Сказать, что мне было любопытно прочитать книгу Дэвида, означало бы не сказать ничего. Она буквально раздавила меня. Вот так живешь, считая, что хорошо знаешь человека. Вы ведете бесконечные разговоры о жизни и искусстве, о всяких важных вещах и вещах неважных, и вы близки, поскольку любите друг друга, — все это дает, казалось бы, основание считать, что ты представляешь, что у него в голове, как он относится к событиям, каким видит мир. А потом… потом… он берет и пишет что-то настолько странное и тревожащее… впрочем, некоторым утешением мне послужило то, что Она почти не походила на меня.
Я с трепетом ожидала нашего очередного свидания. Ведь он неизбежно спросит, что я об этом думаю, — а я не смогла бы ходить вокруг да около. Это не мелочи, дело слишком важное, слишком значительное, чтобы пытаться уйти от ответа. Я просто вынуждена буду сказать ему правду.

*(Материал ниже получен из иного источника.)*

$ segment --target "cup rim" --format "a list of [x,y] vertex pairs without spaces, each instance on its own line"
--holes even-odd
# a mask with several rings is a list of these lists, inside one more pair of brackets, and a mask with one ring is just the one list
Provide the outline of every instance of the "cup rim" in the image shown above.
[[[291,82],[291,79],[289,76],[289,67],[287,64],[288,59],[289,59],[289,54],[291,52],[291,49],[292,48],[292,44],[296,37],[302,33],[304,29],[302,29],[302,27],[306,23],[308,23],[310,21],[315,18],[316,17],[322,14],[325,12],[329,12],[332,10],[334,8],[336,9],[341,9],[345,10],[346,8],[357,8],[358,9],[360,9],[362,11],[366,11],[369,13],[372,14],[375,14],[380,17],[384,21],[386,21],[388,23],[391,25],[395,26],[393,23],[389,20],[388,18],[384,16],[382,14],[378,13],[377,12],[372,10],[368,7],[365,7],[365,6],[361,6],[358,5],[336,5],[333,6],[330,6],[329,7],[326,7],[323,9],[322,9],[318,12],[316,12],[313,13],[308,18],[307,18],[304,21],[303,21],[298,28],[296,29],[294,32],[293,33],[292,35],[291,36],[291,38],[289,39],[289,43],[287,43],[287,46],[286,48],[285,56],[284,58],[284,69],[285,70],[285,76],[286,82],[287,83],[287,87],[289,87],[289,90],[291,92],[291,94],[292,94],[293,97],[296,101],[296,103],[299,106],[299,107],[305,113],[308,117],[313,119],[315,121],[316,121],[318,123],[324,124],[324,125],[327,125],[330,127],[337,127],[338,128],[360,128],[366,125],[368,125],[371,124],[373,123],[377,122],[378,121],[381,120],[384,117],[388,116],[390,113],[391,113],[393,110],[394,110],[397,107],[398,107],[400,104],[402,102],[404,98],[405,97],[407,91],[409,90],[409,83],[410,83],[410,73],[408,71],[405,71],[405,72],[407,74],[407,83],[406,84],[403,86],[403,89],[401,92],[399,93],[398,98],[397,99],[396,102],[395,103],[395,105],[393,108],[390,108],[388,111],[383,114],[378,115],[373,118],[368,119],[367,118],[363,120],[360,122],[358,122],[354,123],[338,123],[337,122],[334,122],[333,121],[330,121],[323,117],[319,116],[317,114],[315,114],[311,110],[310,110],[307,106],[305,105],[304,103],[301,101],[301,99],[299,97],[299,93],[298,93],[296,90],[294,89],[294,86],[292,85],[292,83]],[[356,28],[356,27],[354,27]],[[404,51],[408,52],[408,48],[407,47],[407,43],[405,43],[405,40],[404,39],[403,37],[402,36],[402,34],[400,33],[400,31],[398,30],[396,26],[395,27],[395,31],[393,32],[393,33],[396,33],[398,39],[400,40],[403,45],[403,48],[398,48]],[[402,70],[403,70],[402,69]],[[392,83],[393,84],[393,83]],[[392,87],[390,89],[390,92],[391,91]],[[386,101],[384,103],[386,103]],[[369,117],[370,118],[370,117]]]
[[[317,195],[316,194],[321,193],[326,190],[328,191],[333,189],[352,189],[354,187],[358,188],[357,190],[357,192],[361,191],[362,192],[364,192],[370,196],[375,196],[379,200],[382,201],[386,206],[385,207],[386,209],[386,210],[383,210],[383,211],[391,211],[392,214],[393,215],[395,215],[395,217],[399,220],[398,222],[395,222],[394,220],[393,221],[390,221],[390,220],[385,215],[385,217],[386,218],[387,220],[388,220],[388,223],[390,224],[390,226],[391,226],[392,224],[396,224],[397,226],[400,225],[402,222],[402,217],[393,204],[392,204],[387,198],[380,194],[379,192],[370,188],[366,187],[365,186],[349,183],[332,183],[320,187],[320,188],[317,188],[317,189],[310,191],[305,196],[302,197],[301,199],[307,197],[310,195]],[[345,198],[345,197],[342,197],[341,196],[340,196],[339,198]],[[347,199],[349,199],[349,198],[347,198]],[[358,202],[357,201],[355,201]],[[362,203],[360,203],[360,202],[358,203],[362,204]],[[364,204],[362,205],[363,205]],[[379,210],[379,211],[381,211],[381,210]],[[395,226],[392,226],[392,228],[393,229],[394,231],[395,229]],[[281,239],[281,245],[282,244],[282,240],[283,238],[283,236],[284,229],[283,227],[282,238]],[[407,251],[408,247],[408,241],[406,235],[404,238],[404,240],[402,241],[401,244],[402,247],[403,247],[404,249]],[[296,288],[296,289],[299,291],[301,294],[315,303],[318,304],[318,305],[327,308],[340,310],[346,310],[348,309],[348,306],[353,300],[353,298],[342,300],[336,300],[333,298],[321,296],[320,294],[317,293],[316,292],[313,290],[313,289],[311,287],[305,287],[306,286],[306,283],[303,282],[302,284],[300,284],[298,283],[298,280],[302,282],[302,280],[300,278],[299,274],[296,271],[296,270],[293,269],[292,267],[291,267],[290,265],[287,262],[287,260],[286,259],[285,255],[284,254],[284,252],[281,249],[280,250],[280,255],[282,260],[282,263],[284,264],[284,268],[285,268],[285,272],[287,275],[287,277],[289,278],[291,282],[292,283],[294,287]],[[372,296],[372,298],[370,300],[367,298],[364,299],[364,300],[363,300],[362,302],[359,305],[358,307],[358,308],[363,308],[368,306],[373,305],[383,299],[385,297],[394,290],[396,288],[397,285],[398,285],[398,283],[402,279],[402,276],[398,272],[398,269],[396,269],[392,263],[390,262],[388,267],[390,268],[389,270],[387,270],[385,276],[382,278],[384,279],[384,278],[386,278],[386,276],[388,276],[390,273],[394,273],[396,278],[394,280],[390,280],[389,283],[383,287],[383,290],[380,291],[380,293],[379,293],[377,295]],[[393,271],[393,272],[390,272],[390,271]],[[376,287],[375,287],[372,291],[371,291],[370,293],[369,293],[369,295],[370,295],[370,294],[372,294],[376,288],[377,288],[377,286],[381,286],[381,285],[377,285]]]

Но, появившись у меня в пятницу, Дэвид вообще ни словом не обмолвился о книге. Я приняла его еще более пылко, чем обычно, отчасти из-за чувства вины за то, что я прямо-таки возненавидела его новый роман. Потом мы лежали в постели, и Дэвид долго рассуждал о новой биографии Эмили Дикинсон, рецензию на которую ему заказали в издательстве «Харпер», и о том, как девственность Дикинсон повлияла на ее восприятие мира, и о том, что «После боли особенно острой» по сей день остается одним из эталонных стихотворений в американской литературе, и…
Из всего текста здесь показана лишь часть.